Following the huge success of these seminars, we decided to bring the female health campaign on the road to one of our nearby villages, Sarandougou. The girls spent 2 weeks working nearly every night brainstorming the subjects they thought were important (and weren’t too radical, villages tend to be much more conservative), researching their subjects, writing/practicing sketches and discourses and making posters. The topics they ended up presenting were puberty, AIDS, breastfeeding, female nutrition, and malaria (although not really related, very important in our area!).

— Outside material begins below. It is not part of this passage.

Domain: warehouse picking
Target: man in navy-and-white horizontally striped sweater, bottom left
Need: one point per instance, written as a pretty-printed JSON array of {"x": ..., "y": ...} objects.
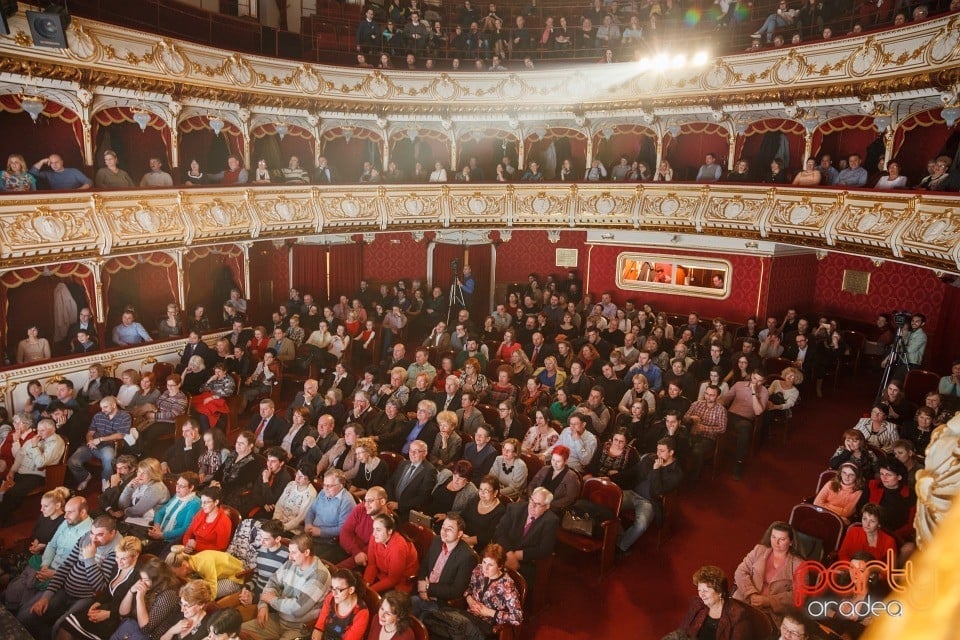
[{"x": 87, "y": 570}]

When the big day came, all the girls pilled into a prison bus with me, Tiffany and Amber (another one of my sitemates who teaches English at the middle school) and headed to Sarandougou, about a 30 ride outside of Boghé. PC has a long standing relationship with Sarandougou and currently my friend Ryan is an English teacher in their middle school so he helped set the ground work for our visit. Since he is currently in America (and I am sooo jealous!), he left a lot of the day-of organizational work to the other professors at the middle school and they did a fabulous job! By the time our bus arrived, there were hundreds of girls waiting for us. The professors gave us the use of the teachers lounge to set up/practice in and then took care of dividing the village girls into two rooms, one for elementary girls and another for middle school age girls. I have never seen a better run event in all of my time in Mauritania! The professors were able to keep all the annoying snoopy boys out of the school compound and even managed to get the head nurse at the local health post to come! By the time we were ready to present, all 210 girls were quietly sitting in the desks of their respective rooms waiting for us to start.

I have never been so proud of the hard work of my center girls! The presentations were organized so well and they presented their information and sketches like professionals. This event developed their leadership skills, inspired peer education, and made the girls thoroughly educated in the area of women’s health. My biggest success story so far!

On the left is the room with the elementary girls, over 100 in one classroom! (which actually is the normal amount for a teacher in that room as well). On the right are my girls presenting HIV/AIDS with a poster describing how AIDS destroys your immune system.

On the left are the girls presenting how breastfeeding is nutritious for babies and the signs of malnutrition in children. On the right are some of my girls presenting on basic nutrition and why eating vegetables/fruits are so important for the body (a major issue here).

On the left are some of my girls presenting a breastfeeding sketch while on the left is some other girls presenting the malaria sketch (the girl outside the malaria net is pretending to be a mosquito to show how sleeping with the net can protect you from getting bitten).

On the left is one of my girls giving a discourse on malaria to the elementary girls while on the left is a picture of the middle school girls classroom.

On the left are all the center girls who participated in the prison bus getting ready to go back and on the right is me (the proud mama!) with my girls!